The Incoherence of the Incoherence (Tahāfut al-Tahāfut).

Nicolas Malebranche

1638–1715

Rationalism (occasionalism)

Created things are merely 'occasional causes': the real, efficacious cause of every event is God. Since a true cause is one between which and its effect the mind perceives a necessary connection, and we find this only in an omnipotent will, only God's volitions truly bring anything about; bodies and minds are occasions on which He acts.

The Search after Truth (1674–75).

Baruch Spinoza

1632–1677

Rationalism

Everything follows from the necessity of the divine nature as conclusions follow from premises: nothing is contingent, and every event is fully determined by prior causes in an unbroken order. To understand a thing is to grasp it through its cause; there is no free will and no chance, only the necessary self-unfolding of one substance.

Ethics (1677), Part I.

Gottfried Wilhelm Leibniz

1646–1716

Rationalism

By the principle of sufficient reason, nothing happens without a reason why it is so and not otherwise. Yet substances (monads) do not causally interact; each unfolds its own states according to its inner nature, and the appearance of causation is God's pre-established harmony, synchronizing all monads like perfectly coordinated clocks.

Monadology (1714); Discourse on Metaphysics (1686).

David Hume

1711–1776

Empiricism

We never observe a necessary connection between cause and effect — only contiguity, temporal priority, and constant conjunction. The 'power' or 'necessity' we ascribe to causes is a feeling of expectation the mind projects onto the world after repeated experience. Causal inference rests on custom, not reason, and cannot be rationally justified.
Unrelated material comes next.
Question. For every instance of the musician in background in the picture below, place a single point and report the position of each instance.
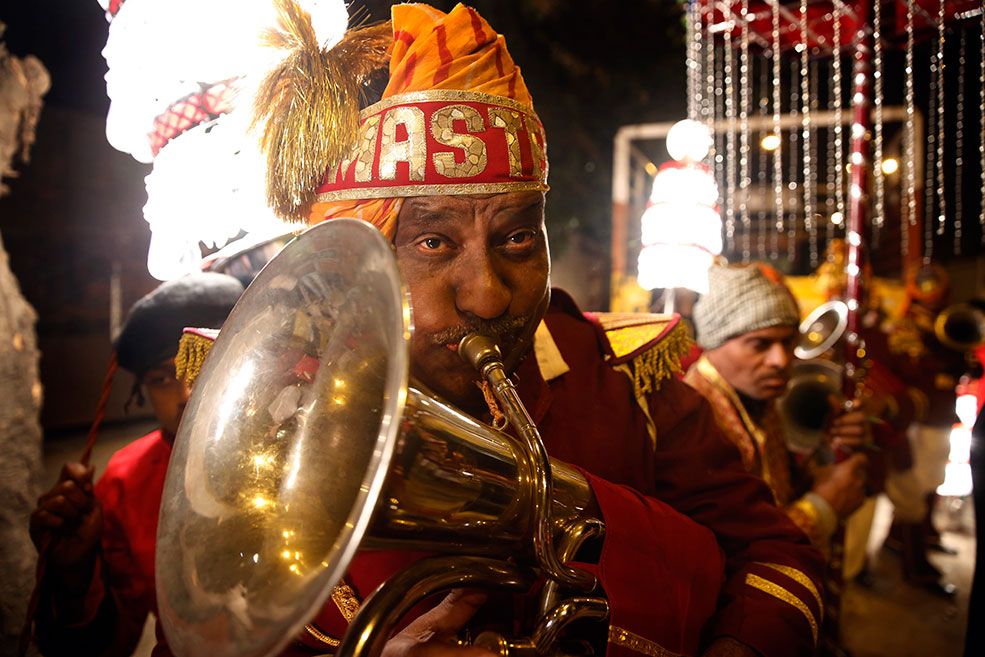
(451, 167)
(932, 372)
(748, 326)
(99, 579)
A Treatise of Human Nature (1739–40); Enquiry Concerning Human Understanding (1748).

Immanuel Kant

1724–1804

German idealism / critical philosophy

Roused by Hume, Kant argues that causality is not derived from experience but is a pure category of the understanding that the mind applies to make experience possible. 'Every event has a cause' is a synthetic a priori principle: it holds necessarily of all appearances, precisely because the ordered, objective world is constituted by our own cognitive forms.
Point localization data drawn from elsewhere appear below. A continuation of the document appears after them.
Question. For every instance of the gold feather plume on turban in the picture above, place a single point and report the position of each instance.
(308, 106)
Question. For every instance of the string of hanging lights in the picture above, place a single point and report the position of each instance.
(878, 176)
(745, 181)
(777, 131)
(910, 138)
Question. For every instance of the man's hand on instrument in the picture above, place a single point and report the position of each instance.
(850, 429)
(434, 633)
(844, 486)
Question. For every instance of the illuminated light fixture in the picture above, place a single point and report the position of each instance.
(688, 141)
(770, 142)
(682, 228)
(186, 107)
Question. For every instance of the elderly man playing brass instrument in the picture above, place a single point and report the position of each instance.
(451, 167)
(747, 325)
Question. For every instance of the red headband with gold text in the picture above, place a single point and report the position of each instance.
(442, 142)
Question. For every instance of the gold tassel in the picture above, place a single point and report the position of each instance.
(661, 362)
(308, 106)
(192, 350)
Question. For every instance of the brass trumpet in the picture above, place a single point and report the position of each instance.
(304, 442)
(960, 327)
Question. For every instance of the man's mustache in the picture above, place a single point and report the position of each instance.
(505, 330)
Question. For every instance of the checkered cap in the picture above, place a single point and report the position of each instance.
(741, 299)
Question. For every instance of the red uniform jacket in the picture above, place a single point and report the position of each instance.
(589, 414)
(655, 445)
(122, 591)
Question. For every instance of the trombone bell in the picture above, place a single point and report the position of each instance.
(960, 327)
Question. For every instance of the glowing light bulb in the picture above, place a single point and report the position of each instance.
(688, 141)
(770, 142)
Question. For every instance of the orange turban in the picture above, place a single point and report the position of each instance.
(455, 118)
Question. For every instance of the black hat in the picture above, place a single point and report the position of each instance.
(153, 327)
Critique of Pure Reason (1781), 'Second Analogy of Experience'.

John Stuart Mill

1806–1873

Empiricism / inductive logic

Mill treats causation as invariable, unconditional succession discoverable by experience, and codifies the methods for finding it — agreement, difference, residues, concomitant variations. A cause is the whole assemblage of conditions, positive and negative, that regularly precedes an effect; his methods remain the backbone of experimental inquiry.

A System of Logic (1843).

Bertrand Russell

1872–1970

Analytic philosophy

Russell provocatively argued that the notion of cause is 'a relic of a bygone age', absent from advanced physics, which uses functional relations and differential equations rather than causes and effects. The everyday concept, with its asymmetry and necessity, does not map onto the time-symmetric laws of mature science.
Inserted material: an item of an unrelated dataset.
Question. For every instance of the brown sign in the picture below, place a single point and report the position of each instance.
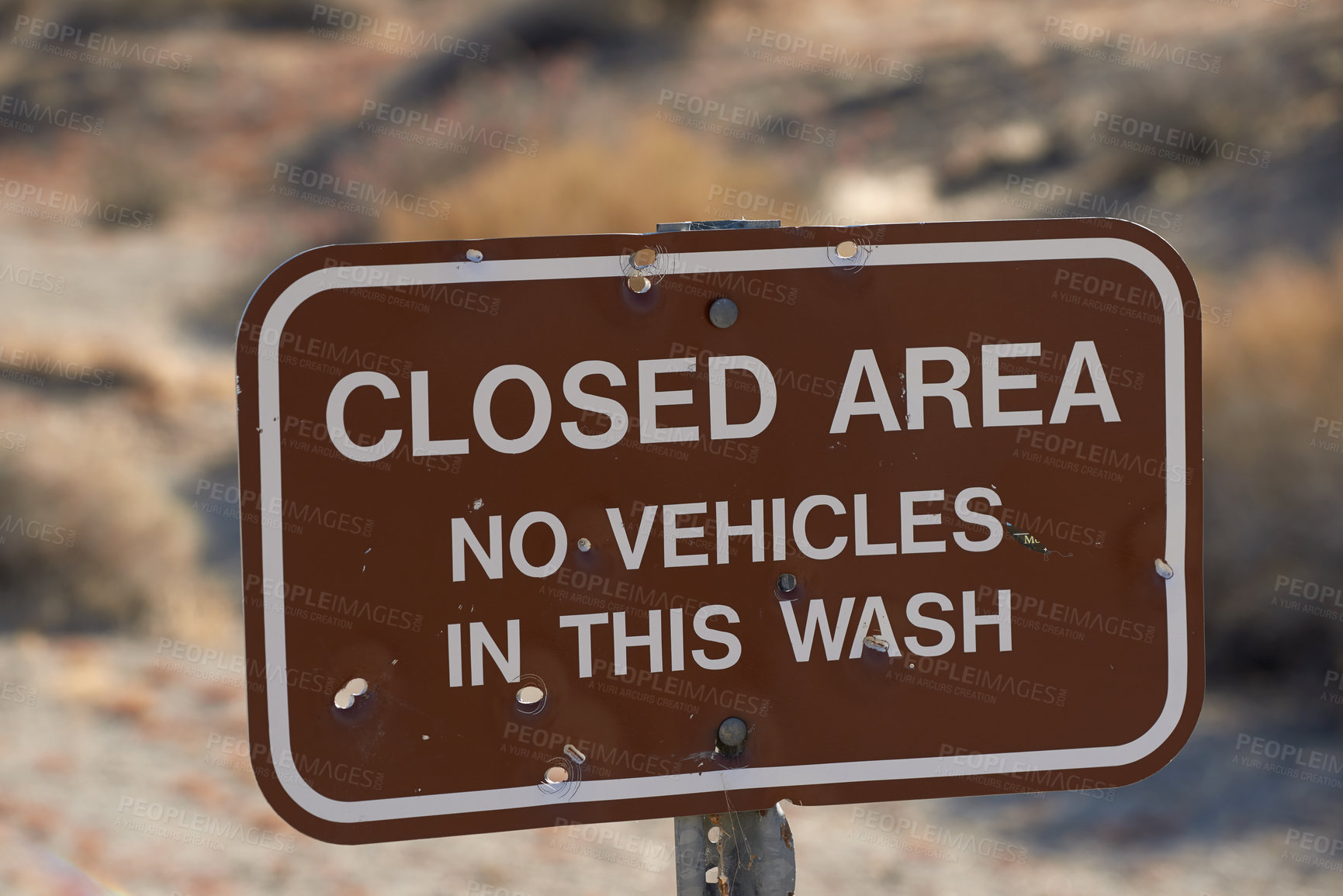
(531, 519)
'On the Notion of Cause' (1912).

Nāgārjuna

c. 150–250 CE

Madhyamaka Buddhism

Nāgārjuna subjects causation to a fourfold critique: a thing cannot arise from itself, from another, from both, or from neither. There is no inherently existing cause producing an inherently existing effect; causation is real only as dependent origination — mutually conditioned arising empty of any self-existent causal power.

Mūlamadhyamakakārikā, ch. 1 (Examination of Conditions).

David Lewis

1941–2001

Analytic metaphysics

Lewis analyses causation in terms of counterfactual dependence: c causes e roughly when, had c not occurred, e would not have occurred, cashed out through comparisons across possible worlds. This captures the intuition of causal difference-making while dispensing with mysterious necessary connections in nature.

'Causation' (1973); Counterfactuals (1973).